One of the things I’ve noticed with Noah is that he does not have the tolerance to do the same activity for very long, especially when it comes to preschool.  While I might expect Bella to match ten different coins at a sitting, my expectations for Noah are for him to match only five.  It’s still enough to demonstrate mastery, but it allows him to start a goal and reach that goal in a short amount of time.   With Bella, this coin matching activity is something I will do only once in a day with 10 coins to a page, but with Noah, I may do it once in the morning and once in the afternoon with five coins to a page.   So his goal is not necessarily different (the goal being to match 10 coins to 10 coins), it is just reached in a different manner (in two shorter sessions versus one longer session).

Activity:  Money Matching


  1. Money Matching printable (click on above graphic)
  2. Three quarters, two pennies

Vocabulary:  Money, match, same, different, quarter, dime, silver, brown, big, little, circle.


  1. Show your child the money and let him hold it.   Use the vocabulary listed above to describe the different coins.
  2. Take away the pennies, leaving your child with the quarters.
  3. Point to a quarter on the printable, and use this script or come up with your own:

“Put quarter on quarter.”

(Child complies.)

“Good.  You put quarter on quarter.  “Quarter”(move quarter slightly off the quarter on the page and point at the actual quarter and the printable quarter), “Quarter, same.”
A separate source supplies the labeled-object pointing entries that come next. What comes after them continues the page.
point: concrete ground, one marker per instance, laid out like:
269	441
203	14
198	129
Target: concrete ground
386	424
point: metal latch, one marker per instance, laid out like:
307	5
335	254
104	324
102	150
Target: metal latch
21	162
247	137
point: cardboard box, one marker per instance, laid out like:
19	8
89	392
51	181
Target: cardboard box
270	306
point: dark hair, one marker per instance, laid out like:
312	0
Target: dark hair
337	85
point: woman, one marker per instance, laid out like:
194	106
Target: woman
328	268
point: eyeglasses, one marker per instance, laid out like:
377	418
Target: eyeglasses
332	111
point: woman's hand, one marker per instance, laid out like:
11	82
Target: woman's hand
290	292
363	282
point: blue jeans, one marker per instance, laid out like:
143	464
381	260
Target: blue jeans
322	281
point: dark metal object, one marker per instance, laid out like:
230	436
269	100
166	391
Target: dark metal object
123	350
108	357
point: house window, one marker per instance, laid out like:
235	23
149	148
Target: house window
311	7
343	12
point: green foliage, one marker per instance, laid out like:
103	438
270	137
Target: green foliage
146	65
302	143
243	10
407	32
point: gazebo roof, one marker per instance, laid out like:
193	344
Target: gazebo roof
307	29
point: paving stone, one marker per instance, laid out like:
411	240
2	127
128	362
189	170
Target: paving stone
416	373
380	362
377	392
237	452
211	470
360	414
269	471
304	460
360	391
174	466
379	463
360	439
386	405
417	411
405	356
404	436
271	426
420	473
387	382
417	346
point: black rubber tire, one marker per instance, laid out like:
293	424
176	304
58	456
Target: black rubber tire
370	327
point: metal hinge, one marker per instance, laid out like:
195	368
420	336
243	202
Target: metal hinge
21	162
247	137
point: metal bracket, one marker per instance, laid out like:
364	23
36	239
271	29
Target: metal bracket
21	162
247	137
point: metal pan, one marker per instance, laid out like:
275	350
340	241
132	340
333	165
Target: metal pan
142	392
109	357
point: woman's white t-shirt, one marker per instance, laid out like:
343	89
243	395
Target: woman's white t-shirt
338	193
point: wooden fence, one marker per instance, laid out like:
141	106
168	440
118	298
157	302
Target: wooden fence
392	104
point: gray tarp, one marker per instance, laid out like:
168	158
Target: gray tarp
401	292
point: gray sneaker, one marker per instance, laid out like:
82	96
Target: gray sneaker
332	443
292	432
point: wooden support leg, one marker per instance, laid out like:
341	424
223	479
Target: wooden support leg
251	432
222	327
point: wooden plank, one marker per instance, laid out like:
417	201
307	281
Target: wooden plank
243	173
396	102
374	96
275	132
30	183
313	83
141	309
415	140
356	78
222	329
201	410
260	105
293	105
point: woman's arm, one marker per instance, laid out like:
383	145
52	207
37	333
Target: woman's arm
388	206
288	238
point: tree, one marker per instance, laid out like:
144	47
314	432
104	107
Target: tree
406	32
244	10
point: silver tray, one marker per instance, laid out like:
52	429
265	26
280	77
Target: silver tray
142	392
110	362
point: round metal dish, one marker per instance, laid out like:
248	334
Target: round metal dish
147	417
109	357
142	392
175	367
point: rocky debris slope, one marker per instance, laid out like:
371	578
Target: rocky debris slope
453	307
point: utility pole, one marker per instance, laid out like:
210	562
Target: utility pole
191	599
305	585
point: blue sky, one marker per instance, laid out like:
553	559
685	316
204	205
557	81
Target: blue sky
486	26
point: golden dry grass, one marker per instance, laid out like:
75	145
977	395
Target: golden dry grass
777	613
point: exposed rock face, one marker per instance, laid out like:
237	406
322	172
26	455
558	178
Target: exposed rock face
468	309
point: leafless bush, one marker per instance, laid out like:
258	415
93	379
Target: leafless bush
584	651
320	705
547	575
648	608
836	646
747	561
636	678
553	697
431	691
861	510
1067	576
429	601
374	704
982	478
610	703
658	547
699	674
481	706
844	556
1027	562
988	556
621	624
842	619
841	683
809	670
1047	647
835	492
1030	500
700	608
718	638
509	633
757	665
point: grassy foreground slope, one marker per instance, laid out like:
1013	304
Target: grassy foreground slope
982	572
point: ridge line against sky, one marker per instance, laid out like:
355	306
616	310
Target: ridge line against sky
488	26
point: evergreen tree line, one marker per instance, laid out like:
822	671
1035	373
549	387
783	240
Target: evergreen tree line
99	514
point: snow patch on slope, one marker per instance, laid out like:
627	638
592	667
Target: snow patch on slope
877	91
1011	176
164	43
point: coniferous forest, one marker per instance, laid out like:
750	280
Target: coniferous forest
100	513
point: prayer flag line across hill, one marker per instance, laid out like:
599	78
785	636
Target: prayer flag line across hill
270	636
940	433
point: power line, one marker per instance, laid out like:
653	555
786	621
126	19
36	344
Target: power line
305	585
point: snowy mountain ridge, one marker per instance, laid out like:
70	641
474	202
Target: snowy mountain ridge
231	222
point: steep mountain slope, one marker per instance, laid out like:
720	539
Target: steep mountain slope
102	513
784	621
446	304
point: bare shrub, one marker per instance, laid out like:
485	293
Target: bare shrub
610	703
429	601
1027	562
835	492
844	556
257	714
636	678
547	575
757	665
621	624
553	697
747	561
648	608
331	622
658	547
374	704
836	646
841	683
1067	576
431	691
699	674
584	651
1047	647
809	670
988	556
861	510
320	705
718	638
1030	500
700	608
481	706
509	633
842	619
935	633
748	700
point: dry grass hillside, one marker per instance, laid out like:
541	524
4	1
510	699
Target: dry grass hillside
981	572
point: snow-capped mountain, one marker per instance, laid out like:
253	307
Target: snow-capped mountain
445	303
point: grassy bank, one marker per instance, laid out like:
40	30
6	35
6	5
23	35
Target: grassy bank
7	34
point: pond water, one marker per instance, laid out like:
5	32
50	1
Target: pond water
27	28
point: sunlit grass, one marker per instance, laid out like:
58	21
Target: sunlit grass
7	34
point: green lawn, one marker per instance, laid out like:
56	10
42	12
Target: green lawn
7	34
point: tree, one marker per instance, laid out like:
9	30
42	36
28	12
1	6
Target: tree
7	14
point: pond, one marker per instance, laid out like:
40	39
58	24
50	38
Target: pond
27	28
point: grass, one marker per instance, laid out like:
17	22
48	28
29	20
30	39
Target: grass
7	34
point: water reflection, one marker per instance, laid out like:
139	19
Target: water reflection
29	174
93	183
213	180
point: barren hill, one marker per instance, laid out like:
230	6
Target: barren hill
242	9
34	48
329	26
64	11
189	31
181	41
(Repeat for the other two quarters.)

4.  Repeat the process with the pennies.

5.  When all the coins on the printable are covered correctly, review by having your child point to each coin (using hand-over-hand assistance if necessary), and say with you (if he is able, otherwise say it for him), whether it is a quarter or a penny.  For example, “Quarter, penny, penny, quarter, quarter.”

A Step Up:  If your child is still on board, now place all the coins in front of your child and have him match each physical coin to each printable coin independently, offering gentle correction in the form of questions like “Wait a minute, is THAT a QUARTER?” when necessary.  When your child is finished, have him point to each coin and name it as either a penny or a quarter.